Kim Jaeyoung, Seo Dongil
Department of Environmental Engineering, Chungnam National University, 99, Daehak-ro, Yuseong-gu, Daejeon 34134, Korea.
Department of Environmental Engineering, Chungnam National University, 99, Daehak-ro, Yuseong-gu, Daejeon 34134, Korea.
Water Res. 2024 Mar 1;251:121125. doi: 10.1016/j.watres.2024.121125. Epub 2024 Jan 9.
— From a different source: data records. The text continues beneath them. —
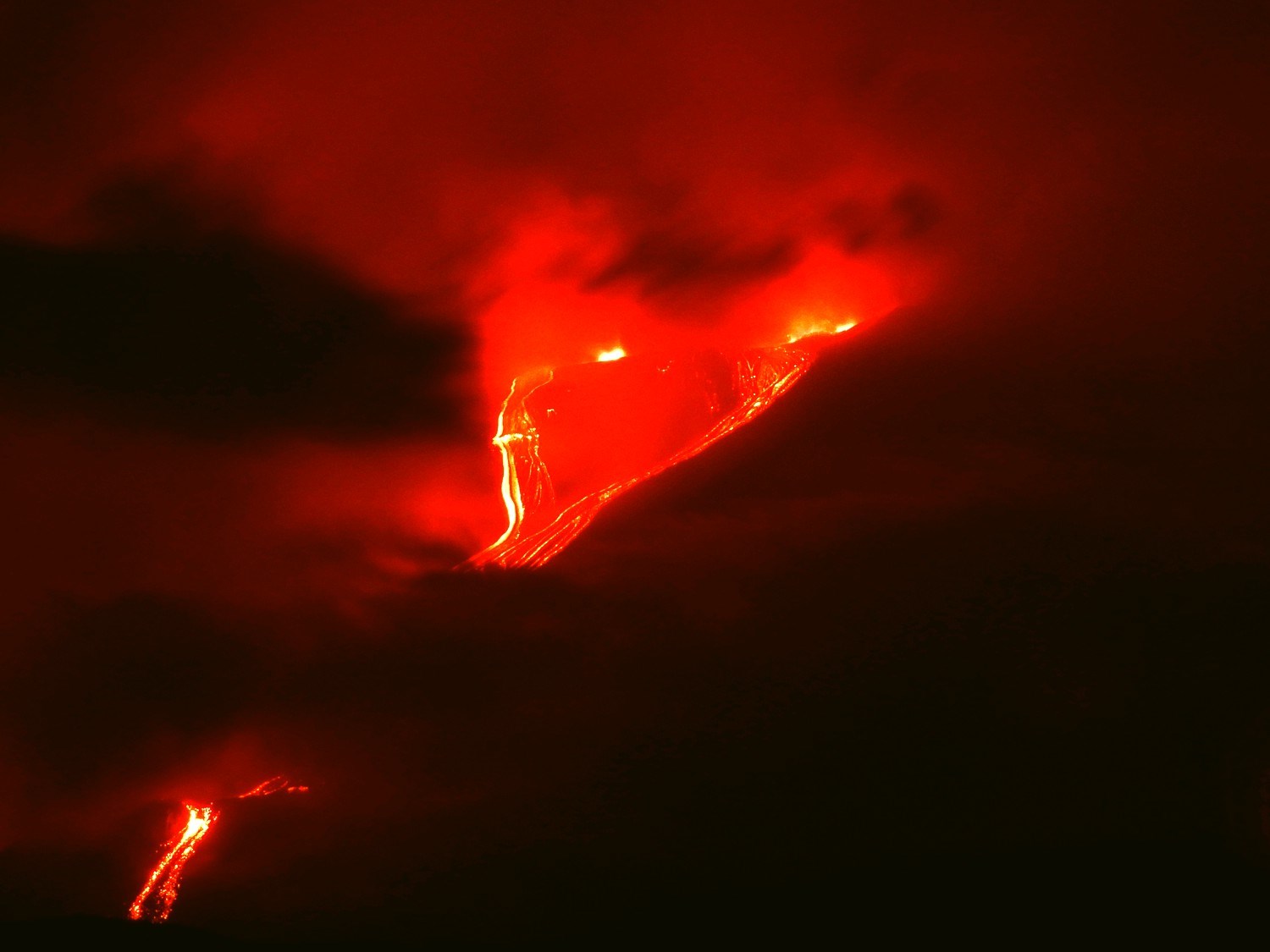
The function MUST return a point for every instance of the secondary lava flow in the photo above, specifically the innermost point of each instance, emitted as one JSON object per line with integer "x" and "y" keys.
{"x": 157, "y": 896}
{"x": 609, "y": 426}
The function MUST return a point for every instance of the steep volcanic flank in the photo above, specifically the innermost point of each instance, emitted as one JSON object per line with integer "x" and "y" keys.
{"x": 576, "y": 438}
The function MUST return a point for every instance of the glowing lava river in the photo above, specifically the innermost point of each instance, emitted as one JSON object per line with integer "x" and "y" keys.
{"x": 159, "y": 894}
{"x": 604, "y": 426}
{"x": 649, "y": 414}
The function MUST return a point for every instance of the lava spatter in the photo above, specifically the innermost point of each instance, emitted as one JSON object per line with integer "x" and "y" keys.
{"x": 159, "y": 894}
{"x": 609, "y": 426}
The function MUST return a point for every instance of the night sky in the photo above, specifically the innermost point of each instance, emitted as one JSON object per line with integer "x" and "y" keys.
{"x": 969, "y": 631}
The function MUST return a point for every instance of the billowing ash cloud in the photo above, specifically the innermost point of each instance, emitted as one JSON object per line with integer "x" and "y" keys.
{"x": 266, "y": 272}
{"x": 213, "y": 332}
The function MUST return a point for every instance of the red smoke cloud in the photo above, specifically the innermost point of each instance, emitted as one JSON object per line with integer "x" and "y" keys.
{"x": 272, "y": 267}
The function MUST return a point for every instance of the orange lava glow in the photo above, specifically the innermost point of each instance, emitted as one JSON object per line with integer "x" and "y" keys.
{"x": 159, "y": 894}
{"x": 605, "y": 432}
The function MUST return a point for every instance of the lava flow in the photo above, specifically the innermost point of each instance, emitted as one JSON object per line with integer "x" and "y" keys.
{"x": 609, "y": 426}
{"x": 157, "y": 896}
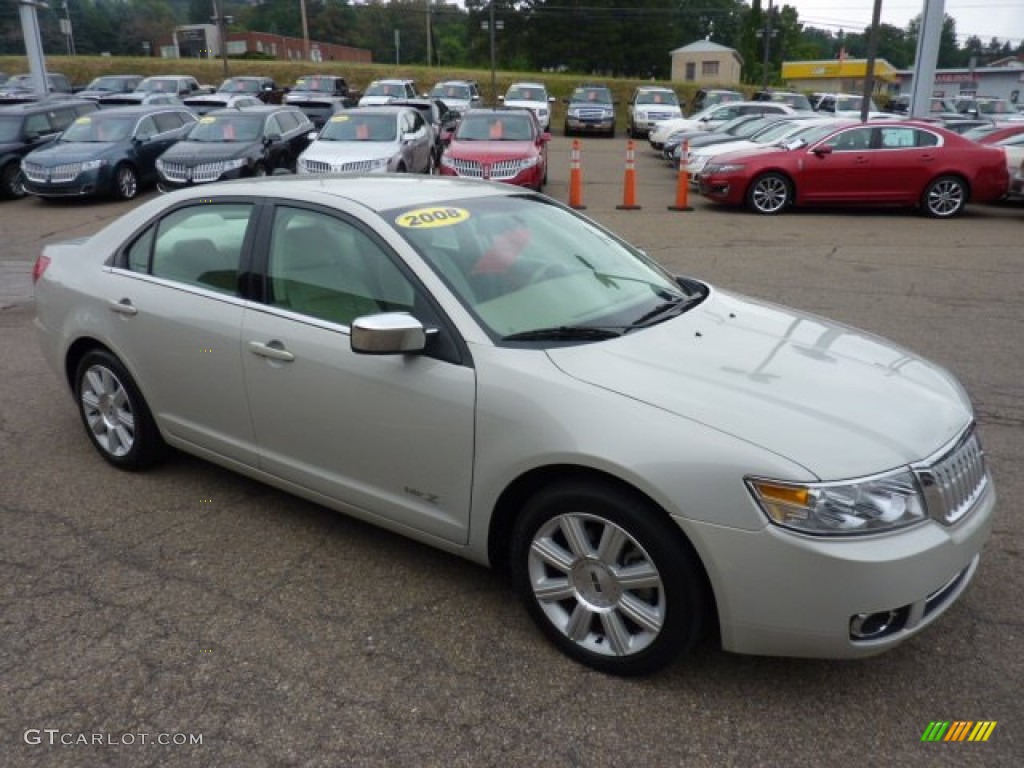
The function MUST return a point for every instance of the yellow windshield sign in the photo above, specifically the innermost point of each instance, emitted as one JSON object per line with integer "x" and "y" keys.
{"x": 425, "y": 218}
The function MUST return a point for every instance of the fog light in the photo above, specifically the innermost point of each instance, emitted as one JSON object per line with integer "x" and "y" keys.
{"x": 873, "y": 626}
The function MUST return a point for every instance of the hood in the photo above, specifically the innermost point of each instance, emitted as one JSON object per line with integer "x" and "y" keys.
{"x": 72, "y": 152}
{"x": 348, "y": 152}
{"x": 492, "y": 151}
{"x": 840, "y": 401}
{"x": 194, "y": 153}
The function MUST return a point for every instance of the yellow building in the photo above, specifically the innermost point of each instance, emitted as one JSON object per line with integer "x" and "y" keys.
{"x": 838, "y": 75}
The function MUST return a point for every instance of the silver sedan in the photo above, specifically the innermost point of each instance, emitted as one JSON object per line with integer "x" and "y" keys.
{"x": 486, "y": 371}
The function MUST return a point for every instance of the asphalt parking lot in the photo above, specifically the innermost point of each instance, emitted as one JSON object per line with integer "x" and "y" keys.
{"x": 189, "y": 601}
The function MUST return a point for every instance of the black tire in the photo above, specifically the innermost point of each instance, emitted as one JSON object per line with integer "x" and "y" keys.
{"x": 576, "y": 593}
{"x": 115, "y": 414}
{"x": 11, "y": 181}
{"x": 944, "y": 198}
{"x": 125, "y": 182}
{"x": 769, "y": 194}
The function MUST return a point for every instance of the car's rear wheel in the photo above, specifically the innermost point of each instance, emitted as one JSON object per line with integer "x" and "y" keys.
{"x": 125, "y": 181}
{"x": 769, "y": 194}
{"x": 607, "y": 579}
{"x": 116, "y": 417}
{"x": 945, "y": 197}
{"x": 11, "y": 181}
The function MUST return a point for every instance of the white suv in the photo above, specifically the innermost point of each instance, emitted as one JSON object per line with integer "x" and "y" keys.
{"x": 383, "y": 91}
{"x": 532, "y": 96}
{"x": 648, "y": 107}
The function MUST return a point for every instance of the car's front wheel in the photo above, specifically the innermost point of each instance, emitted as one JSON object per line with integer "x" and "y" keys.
{"x": 11, "y": 181}
{"x": 125, "y": 181}
{"x": 945, "y": 197}
{"x": 116, "y": 417}
{"x": 607, "y": 579}
{"x": 770, "y": 194}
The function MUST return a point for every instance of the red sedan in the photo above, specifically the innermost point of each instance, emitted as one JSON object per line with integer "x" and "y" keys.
{"x": 502, "y": 144}
{"x": 881, "y": 163}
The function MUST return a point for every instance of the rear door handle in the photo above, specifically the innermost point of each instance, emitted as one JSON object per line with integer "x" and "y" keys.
{"x": 274, "y": 350}
{"x": 122, "y": 307}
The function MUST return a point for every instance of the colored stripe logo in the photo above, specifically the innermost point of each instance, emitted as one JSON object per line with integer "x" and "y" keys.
{"x": 958, "y": 730}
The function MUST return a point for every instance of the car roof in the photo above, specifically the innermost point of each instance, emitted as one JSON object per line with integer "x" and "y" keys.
{"x": 43, "y": 104}
{"x": 374, "y": 192}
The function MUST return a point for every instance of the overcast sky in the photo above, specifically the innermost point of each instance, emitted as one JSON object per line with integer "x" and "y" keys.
{"x": 986, "y": 18}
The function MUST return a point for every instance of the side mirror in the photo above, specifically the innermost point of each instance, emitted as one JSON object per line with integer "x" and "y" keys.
{"x": 389, "y": 333}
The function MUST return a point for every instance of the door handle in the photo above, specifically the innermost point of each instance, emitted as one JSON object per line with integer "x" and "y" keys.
{"x": 273, "y": 350}
{"x": 122, "y": 307}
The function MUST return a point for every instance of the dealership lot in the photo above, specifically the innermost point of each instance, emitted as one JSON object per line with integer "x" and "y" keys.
{"x": 192, "y": 601}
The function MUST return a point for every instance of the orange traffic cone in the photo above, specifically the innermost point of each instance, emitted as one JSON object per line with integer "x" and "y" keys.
{"x": 576, "y": 178}
{"x": 630, "y": 181}
{"x": 683, "y": 185}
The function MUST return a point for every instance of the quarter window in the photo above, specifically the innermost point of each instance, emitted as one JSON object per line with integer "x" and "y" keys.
{"x": 199, "y": 246}
{"x": 327, "y": 268}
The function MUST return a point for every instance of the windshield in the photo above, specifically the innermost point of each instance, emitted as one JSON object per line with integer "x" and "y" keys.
{"x": 592, "y": 95}
{"x": 853, "y": 103}
{"x": 522, "y": 264}
{"x": 525, "y": 93}
{"x": 360, "y": 128}
{"x": 158, "y": 85}
{"x": 114, "y": 85}
{"x": 776, "y": 131}
{"x": 657, "y": 97}
{"x": 227, "y": 128}
{"x": 239, "y": 86}
{"x": 99, "y": 128}
{"x": 10, "y": 128}
{"x": 510, "y": 127}
{"x": 459, "y": 92}
{"x": 315, "y": 85}
{"x": 384, "y": 89}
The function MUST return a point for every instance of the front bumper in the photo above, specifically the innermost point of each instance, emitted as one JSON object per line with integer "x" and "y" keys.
{"x": 97, "y": 181}
{"x": 804, "y": 601}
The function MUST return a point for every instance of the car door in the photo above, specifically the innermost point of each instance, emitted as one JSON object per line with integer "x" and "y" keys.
{"x": 177, "y": 313}
{"x": 390, "y": 435}
{"x": 904, "y": 162}
{"x": 839, "y": 168}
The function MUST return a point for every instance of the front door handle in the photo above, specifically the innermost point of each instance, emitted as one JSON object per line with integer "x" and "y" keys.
{"x": 123, "y": 307}
{"x": 274, "y": 350}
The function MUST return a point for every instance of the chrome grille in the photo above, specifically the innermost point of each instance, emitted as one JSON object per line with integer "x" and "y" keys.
{"x": 57, "y": 174}
{"x": 503, "y": 169}
{"x": 954, "y": 481}
{"x": 199, "y": 173}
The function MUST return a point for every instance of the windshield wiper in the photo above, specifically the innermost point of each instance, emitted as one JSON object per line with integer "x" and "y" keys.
{"x": 567, "y": 333}
{"x": 667, "y": 309}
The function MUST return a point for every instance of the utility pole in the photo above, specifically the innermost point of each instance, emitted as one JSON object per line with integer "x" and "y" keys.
{"x": 872, "y": 51}
{"x": 767, "y": 43}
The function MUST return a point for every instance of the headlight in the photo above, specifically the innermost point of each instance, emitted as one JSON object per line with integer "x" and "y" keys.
{"x": 867, "y": 506}
{"x": 721, "y": 167}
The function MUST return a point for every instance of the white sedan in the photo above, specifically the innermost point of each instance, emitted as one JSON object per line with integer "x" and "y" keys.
{"x": 372, "y": 139}
{"x": 487, "y": 372}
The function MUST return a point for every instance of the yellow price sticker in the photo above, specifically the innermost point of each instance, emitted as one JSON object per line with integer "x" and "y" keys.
{"x": 425, "y": 218}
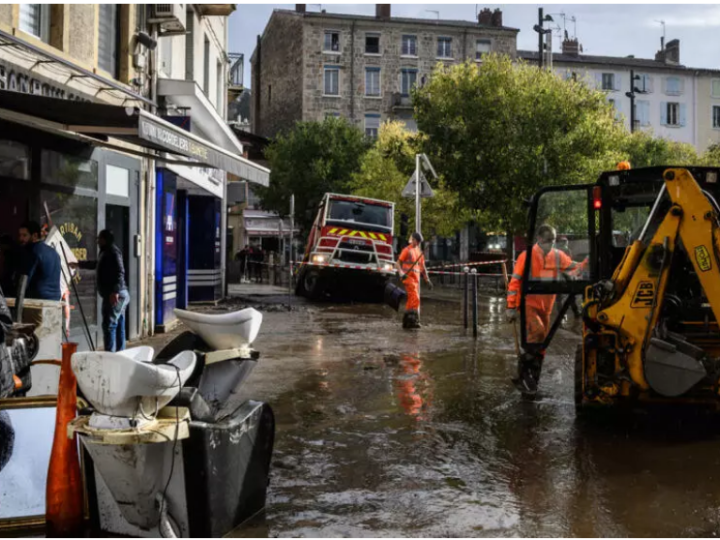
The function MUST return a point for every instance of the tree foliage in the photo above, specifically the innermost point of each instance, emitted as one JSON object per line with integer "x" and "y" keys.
{"x": 309, "y": 160}
{"x": 642, "y": 149}
{"x": 386, "y": 169}
{"x": 501, "y": 130}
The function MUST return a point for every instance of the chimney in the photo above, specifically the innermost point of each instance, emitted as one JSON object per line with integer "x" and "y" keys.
{"x": 672, "y": 52}
{"x": 571, "y": 47}
{"x": 382, "y": 11}
{"x": 485, "y": 17}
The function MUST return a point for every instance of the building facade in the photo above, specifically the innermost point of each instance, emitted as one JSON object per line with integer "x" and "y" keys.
{"x": 95, "y": 132}
{"x": 308, "y": 66}
{"x": 672, "y": 100}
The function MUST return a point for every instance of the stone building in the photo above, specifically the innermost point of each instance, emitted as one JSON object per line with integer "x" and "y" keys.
{"x": 672, "y": 100}
{"x": 308, "y": 66}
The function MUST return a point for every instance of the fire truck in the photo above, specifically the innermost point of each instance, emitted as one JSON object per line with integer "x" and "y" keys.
{"x": 349, "y": 249}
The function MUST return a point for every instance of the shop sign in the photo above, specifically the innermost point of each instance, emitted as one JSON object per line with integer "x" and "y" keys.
{"x": 17, "y": 79}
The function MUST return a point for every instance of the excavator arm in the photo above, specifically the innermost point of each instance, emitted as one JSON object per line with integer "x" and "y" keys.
{"x": 636, "y": 293}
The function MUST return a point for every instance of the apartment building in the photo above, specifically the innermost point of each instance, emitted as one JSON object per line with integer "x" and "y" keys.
{"x": 672, "y": 100}
{"x": 310, "y": 65}
{"x": 113, "y": 116}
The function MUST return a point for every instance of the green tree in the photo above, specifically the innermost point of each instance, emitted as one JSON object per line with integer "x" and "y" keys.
{"x": 642, "y": 149}
{"x": 501, "y": 130}
{"x": 711, "y": 157}
{"x": 386, "y": 169}
{"x": 311, "y": 159}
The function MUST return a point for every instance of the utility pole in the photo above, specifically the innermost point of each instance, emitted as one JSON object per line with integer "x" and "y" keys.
{"x": 539, "y": 30}
{"x": 631, "y": 95}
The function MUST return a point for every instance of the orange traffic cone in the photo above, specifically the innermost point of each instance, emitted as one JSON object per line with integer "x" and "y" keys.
{"x": 64, "y": 492}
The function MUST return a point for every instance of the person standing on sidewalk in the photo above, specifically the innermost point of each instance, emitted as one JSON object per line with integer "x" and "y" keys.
{"x": 411, "y": 264}
{"x": 113, "y": 291}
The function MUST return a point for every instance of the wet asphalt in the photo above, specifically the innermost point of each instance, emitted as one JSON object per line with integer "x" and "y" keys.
{"x": 387, "y": 432}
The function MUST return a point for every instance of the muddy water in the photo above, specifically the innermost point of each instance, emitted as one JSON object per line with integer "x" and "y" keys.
{"x": 385, "y": 432}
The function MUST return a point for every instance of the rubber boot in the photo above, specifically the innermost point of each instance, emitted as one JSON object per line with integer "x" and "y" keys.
{"x": 528, "y": 377}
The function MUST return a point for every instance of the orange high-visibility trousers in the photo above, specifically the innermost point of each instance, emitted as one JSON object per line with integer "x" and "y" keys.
{"x": 412, "y": 288}
{"x": 537, "y": 323}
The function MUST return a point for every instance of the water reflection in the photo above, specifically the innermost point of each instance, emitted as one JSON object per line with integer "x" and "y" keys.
{"x": 410, "y": 384}
{"x": 7, "y": 439}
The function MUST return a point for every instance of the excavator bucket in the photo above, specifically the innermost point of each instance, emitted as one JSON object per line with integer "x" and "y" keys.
{"x": 669, "y": 371}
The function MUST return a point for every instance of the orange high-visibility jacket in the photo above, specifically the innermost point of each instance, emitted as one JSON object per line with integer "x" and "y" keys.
{"x": 544, "y": 268}
{"x": 407, "y": 259}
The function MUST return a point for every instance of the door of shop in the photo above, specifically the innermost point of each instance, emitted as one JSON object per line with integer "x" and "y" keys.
{"x": 120, "y": 189}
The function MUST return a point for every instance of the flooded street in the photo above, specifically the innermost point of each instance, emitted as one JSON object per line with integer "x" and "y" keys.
{"x": 386, "y": 432}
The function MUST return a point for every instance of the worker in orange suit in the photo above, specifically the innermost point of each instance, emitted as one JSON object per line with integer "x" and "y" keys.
{"x": 411, "y": 264}
{"x": 548, "y": 264}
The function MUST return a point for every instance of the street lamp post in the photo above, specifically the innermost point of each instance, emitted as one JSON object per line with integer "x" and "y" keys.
{"x": 631, "y": 94}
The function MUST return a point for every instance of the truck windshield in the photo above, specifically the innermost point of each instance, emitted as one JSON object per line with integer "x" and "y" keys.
{"x": 360, "y": 213}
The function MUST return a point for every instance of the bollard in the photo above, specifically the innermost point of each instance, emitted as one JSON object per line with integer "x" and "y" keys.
{"x": 64, "y": 488}
{"x": 474, "y": 294}
{"x": 466, "y": 295}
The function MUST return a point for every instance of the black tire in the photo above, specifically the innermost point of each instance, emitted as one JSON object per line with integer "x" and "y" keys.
{"x": 299, "y": 288}
{"x": 311, "y": 284}
{"x": 578, "y": 377}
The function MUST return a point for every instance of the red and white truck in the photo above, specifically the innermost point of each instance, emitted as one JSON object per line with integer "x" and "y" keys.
{"x": 349, "y": 249}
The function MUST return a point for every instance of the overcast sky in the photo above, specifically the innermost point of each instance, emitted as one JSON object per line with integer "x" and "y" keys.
{"x": 612, "y": 30}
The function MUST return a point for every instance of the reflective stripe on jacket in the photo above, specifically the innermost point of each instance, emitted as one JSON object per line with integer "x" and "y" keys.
{"x": 545, "y": 267}
{"x": 407, "y": 259}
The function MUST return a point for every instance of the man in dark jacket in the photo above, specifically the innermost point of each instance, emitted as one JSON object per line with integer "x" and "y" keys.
{"x": 113, "y": 291}
{"x": 41, "y": 264}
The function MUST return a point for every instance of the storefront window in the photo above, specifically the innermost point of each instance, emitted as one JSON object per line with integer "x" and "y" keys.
{"x": 14, "y": 160}
{"x": 76, "y": 218}
{"x": 69, "y": 171}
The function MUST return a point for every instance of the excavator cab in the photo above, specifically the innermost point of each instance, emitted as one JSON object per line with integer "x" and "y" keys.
{"x": 644, "y": 247}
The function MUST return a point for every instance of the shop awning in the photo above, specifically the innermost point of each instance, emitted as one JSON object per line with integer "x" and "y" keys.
{"x": 133, "y": 125}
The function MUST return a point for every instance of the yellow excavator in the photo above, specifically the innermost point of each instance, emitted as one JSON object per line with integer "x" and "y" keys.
{"x": 651, "y": 285}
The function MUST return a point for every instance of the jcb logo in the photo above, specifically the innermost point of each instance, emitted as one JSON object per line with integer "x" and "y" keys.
{"x": 644, "y": 295}
{"x": 702, "y": 256}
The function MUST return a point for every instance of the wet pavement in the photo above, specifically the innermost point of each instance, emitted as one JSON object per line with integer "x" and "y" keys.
{"x": 386, "y": 432}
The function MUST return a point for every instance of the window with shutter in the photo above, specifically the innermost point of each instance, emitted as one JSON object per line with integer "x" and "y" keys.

This research introduces a comprehensive methodology to enhance hyperspectral image data (HSD) utility, specifically focusing on the three-dimensional (3-D) augmentation of Chlorophyll-a (Chl-a). This study comprises three significant steps: (1) the augmentation of limited field water quality data in terms of time interval and number of variables using neural network models, (2) the generation of 3-D data using numerical models, and (3) the extension of the hyperspectral image data into 3-D data using machine learning models. In the first phase, Multilayer Perceptron (MLP) models were developed to train water quality interactions and successfully generated high-frequency water quality data by adjusting biased measurements and predicting detailed water quality variables. In the second phase, high-frequency data generated by MLP models were applied to develop two numerical models. These numerical models successfully generated 3-D data, thereby demonstrating the effectiveness of integrating numerical modeling with neural networks. In the final phase, ten machine learning models were trained to generate 3-D Chl-a data from HSD. Notably, the Gaussian Process Regression model exhibited superior performance, effectively estimating 3-D Chl-a data with robust accuracy, as evidenced by an R-square value of 0.99. The findings align with theories of algal bloom dynamics, further validating the effectiveness of the approach. This study demonstrated the successful integrated development for HSD extension using machine learning models, numerical models, and original HSD, highlighting the potential of such integrated methodologies in advancing water quality monitoring and estimation. Notably, the approach leverages readily accessible data, allowing for the swift generation of results and bypassing time-consuming data collection processes. This research marks a significant step towards more robust, comprehensive water quality monitoring and prediction, thereby facilitating better management of aquatic ecosystems.
本研究引入了一种全面的方法来提高高光谱图像数据(HSD)的效用,特别关注叶绿素-a(Chl-a)的三维(3-D)增强。本研究包括三个重要步骤:(1)使用神经网络模型在时间间隔和变量数量方面增强有限的现场水质数据;(2)使用数值模型生成三维数据;(3)使用机器学习模型将高光谱图像数据扩展为三维数据。在第一阶段,开发了多层感知器(MLP)模型来训练水质相互作用,并通过调整有偏差的测量值和预测详细的水质变量成功生成了高频水质数据。在第二阶段,将MLP模型生成的高频数据应用于开发两个数值模型。这些数值模型成功生成了三维数据,从而证明了将数值建模与神经网络相结合的有效性。在最后阶段,训练了十个机器学习模型,以从HSD生成三维Chl-a数据。值得注意的是,高斯过程回归模型表现出卓越的性能,以稳健的精度有效估计三维Chl-a数据,决定系数R平方值为0.99证明了这一点。研究结果与藻华动态理论一致,进一步验证了该方法的有效性。本研究展示了使用机器学习模型、数值模型和原始HSD成功进行HSD扩展的综合开发,突出了这种综合方法在推进水质监测和估计方面的潜力。值得注意的是,该方法利用了易于获取的数据,能够快速生成结果并绕过耗时的数据收集过程。这项研究朝着更强大、更全面的水质监测和预测迈出了重要一步,从而有助于更好地管理水生生态系统。